For a moment, as you walk in the door of a new place you've only heard a little about, it's hard to know what to expect - the menu, the seating, the ambience are momentarily all in the air. That's why we were taken off guard as we walked into Chow Chocolat, which sits within visual distance of Shea's in downtown Buffalo, discovering that it wasn't as much a dessert-focused restaurant as a coffee shop with a selection of chocolate candies. We weren't even sure what to order. So we asked behind the counter for advice.
The gentleman pointed us towards a small display window with individual, dainty pieces of chocolate inside, most of them stacked and labeled with paper. There were the expected options - one a rectangle of caramel, one a rounded square of milk chocolate, another a rounded square of dark chocolate. Then there were the modest surprises, one a brown, almost red ball-shaped truffle of cognac, another a rounded square called Jasmine tea. And finally, there was a light brown square marked with gingerbread men. We passed only on pieces marked Grand Marnier; the orange liqueur has never done anything for us.
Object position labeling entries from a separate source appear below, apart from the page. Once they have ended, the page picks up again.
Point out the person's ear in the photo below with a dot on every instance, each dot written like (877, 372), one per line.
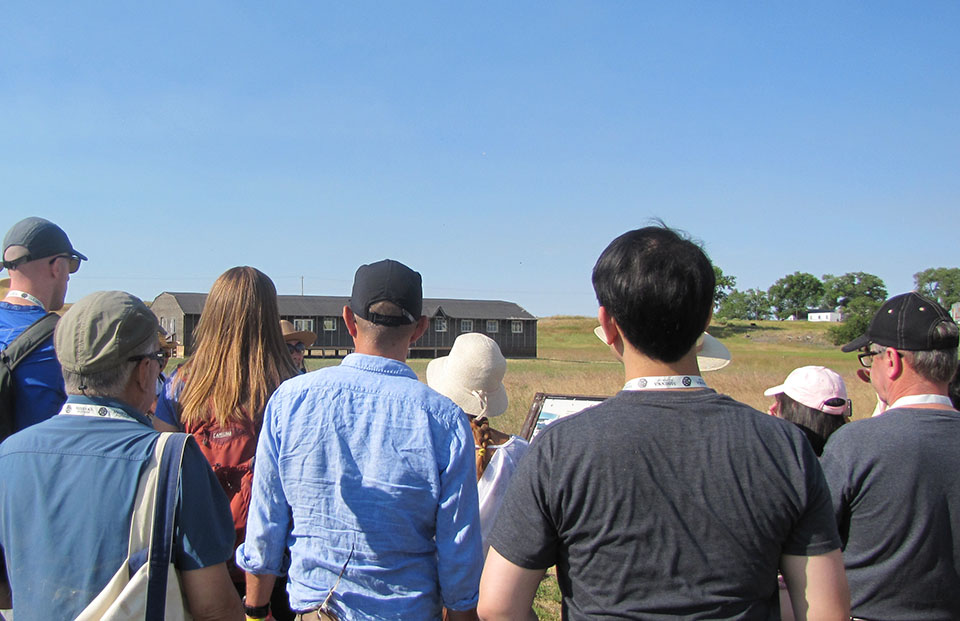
(609, 326)
(350, 321)
(422, 324)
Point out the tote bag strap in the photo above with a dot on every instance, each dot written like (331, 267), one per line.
(161, 544)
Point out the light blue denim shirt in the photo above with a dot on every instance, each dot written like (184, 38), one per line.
(363, 456)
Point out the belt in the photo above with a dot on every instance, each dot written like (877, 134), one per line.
(315, 615)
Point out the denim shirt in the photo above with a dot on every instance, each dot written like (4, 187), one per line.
(364, 462)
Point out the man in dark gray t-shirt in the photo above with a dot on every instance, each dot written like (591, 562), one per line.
(668, 500)
(894, 478)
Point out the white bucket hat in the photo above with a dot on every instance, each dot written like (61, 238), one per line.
(711, 353)
(472, 375)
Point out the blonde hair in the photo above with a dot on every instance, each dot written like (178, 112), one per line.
(240, 356)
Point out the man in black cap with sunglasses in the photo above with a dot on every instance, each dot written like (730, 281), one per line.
(895, 478)
(40, 258)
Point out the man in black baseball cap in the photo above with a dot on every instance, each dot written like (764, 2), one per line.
(389, 460)
(893, 477)
(40, 258)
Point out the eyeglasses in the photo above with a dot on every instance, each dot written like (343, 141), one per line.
(74, 261)
(866, 358)
(158, 355)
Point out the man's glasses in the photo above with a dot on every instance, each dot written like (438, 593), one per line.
(158, 355)
(866, 358)
(74, 264)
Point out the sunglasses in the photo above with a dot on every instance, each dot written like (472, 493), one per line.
(158, 355)
(74, 261)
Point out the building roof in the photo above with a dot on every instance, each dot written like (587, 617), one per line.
(331, 306)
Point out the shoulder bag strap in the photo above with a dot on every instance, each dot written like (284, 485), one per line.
(161, 543)
(28, 340)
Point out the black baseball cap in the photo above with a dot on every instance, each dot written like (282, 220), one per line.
(387, 281)
(907, 321)
(35, 238)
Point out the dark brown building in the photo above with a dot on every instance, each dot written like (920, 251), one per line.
(513, 328)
Our first pass through the chocolates, sold for $1.39 each, wasn't exactly a revelation, but it was powerful. These chocolates were obviously the products of caring attention; the delicious caramel was topped with sea salt, forcing your tongue to trade flavors and appreciate the true sweetness of both the chewy center and its thinner chocolate body. Other chocolates were more decoratively marked, snowflakes atop the milk and dark, leaves above the Jasmine, and each had a softer, even tastier ganache center than its outside.
We weren't blown away by the cognac ball. But we really liked the Jasmine piece, which somehow managed to precisely fuse the delicate essence of the Chinese tea with a mild chocolate. And we loved - seriously, loved - the gingerbread piece. The outside was plain white chocolate, the inside a nutmeg and ginger ganache, surpassing the Jasmine's similarly unexpected fusion of flavors. For a change, the most visually interesting piece was also the best tasting.
Color us impressed. Chow Chocolat wasn't a shop-and-go Watson's or Palace of Sweets. It also wasn't a half-candy, half-dessert shop like Alethea's, or a full-fledged dessert restaurant akin to Dessert Deli or Chocolate Bar. It felt like the start of something more fun, a coffee and candy shop with personality. There was live music in the place when we visited that Saturday night, art from a very talented local artist hanging on the wall, and small clusters of customers - families, other performers waiting for the open mic, and us - sitting at the place's few tables. The drink menu was a mix of coffees, hot chocolates, and tea; we sipped on the latter, strolled around to look at the art, and made another pass through the chocolates, getting extra pieces of gingerbread and a bag of the restaurant's bagged, chocolate-covered espresso beans, found on the wall with small batches of other prepackaged candies. Not surprisingly, they were good. A little expensive, but good.
Our stop at Chow Chocolat set two of us back around $20 - roughly the same that we'd spend on desserts and accompanying non-alcoholic drinks at another place, though this was a decidedly different experience: a small, sweet meal in bite-sized pieces. It wasn't what we'd expected before we walked in the door. And it seemed, based on its limited menu, a little too nascent at this stage for us to rate it as a "restaurant." But, even if it's only to pick up boxes of chocolates as gifts, we'll be back.